Full documentation available at ReadTheDocs. Documentation for methods is also available via the Julia REPL help system.

Supported Versions

  • Julia 0.3: LightGraphs v0.3.7 is the last version guaranteed to work with Julia 0.3.
  • Julia 0.4: LightGraphs master is designed to work with the latest stable version of Julia (currently 0.4.x).
  • Julia 0.5: Some functionality might not work with prerelease / unstable / nightly versions of Julia. If you run into a problem on 0.5, please file an issue.

Contributing

We welcome all possible contributors and ask that you read these guidelines before starting to work on this project. Following these guidelines will reduce friction and improve the speed at which your code gets merged.

Bug reports

If you notice code that is incorrect/crashes/too slow please file a bug report. The report should be raised as a github issue with a minimal working example that reproduces the error message. The example should include any data needed. If the problem is incorrectness, then please post the correct result along with an incorrect result.

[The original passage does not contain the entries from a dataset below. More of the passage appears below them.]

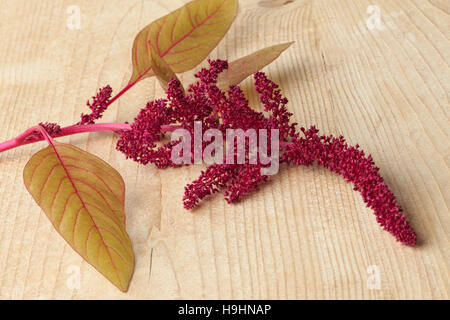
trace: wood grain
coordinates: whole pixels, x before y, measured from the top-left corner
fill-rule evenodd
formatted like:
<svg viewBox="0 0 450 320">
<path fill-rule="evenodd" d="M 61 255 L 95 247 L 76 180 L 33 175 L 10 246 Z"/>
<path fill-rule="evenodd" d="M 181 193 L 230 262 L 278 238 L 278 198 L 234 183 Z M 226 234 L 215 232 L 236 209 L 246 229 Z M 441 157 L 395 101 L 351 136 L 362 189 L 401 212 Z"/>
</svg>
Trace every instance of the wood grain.
<svg viewBox="0 0 450 320">
<path fill-rule="evenodd" d="M 130 77 L 137 32 L 185 2 L 2 1 L 1 140 L 41 121 L 72 124 L 97 88 L 110 84 L 117 92 Z M 0 155 L 1 299 L 449 298 L 449 2 L 240 2 L 211 57 L 234 60 L 295 41 L 264 71 L 290 99 L 298 123 L 343 134 L 373 155 L 420 245 L 395 242 L 350 185 L 320 168 L 282 167 L 238 205 L 217 195 L 187 213 L 183 186 L 201 166 L 143 167 L 114 150 L 111 134 L 86 134 L 60 140 L 124 177 L 136 254 L 129 292 L 83 262 L 26 192 L 22 170 L 40 143 Z M 66 27 L 74 4 L 80 30 Z M 380 9 L 379 29 L 368 28 L 371 5 Z M 251 82 L 243 85 L 261 108 Z M 162 95 L 155 78 L 146 79 L 104 120 L 129 121 Z M 379 289 L 368 283 L 371 266 L 379 268 Z M 79 288 L 71 285 L 77 268 Z"/>
</svg>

Please include version numbers of all relevant libraries and Julia itself.

Development guidelines.

  • PRs should contain one logical enhancement to the codebase.
  • Squash commits in a PR.
  • Open an issue to discuss a feature before you start coding (this maximizes the likelihood of patch acceptance).
  • Minimize dependencies on external packages, and avoid introducing new dependencies. In general,
    • PRs introducing dependencies on core Julia packages are ok.
    • PRs introducing dependencies on non-core "leaf" packages (no subdependencies except for core Julia packages) are less ok.
    • PRs introducing dependencies on non-core non-leaf packages require strict scrutiny and will likely not be accepted without some compelling reason (urgent bugfix or much-needed functionality).
  • Put type assertions on all function arguments (use abstract types, Union, or Any if necessary).
  • If the algorithm was presented in a paper, include a reference to the paper (i.e. a proper academic citation along with an eprint link).
  • Take steps to ensure that code works on graphs with multiple connected components efficiently.
  • Correctness is a necessary requirement; efficiency is desirable. Once you have a correct implementation, make a PR so we can help improve performance.
  • We can accept code that does not work for directed graphs as long as it comes with an explanation of what it would take to make it work for directed graphs.
  • Style point: prefer the short circuiting conditional over if/else when convenient ex. condition && error("message")
  • When possible write code to reuse memory. For example:
function f(g, v)
    storage = Vector{Int}(nv(g))
    # some code operating on storage, g, and v.
    for i in 1:nv(g)
        storage[i] = v-i
    end
    return sum(storage)
end

should be rewritten as two functions

function f(g::SimpleGraph, v::Integer)
    storage = Vector{Int}(nv(g))
    return inner!(storage, g, v)
end

function inner!(storage::AbstractArray{Int,1}, g::SimpleGraph, v::Integer)
    # some code operating on storage, g, and v.
    for i in 1:nv(g)
        storage[i] = v-i
    end
    return sum(storage)
end

This allows us to reuse the memory and improve performance.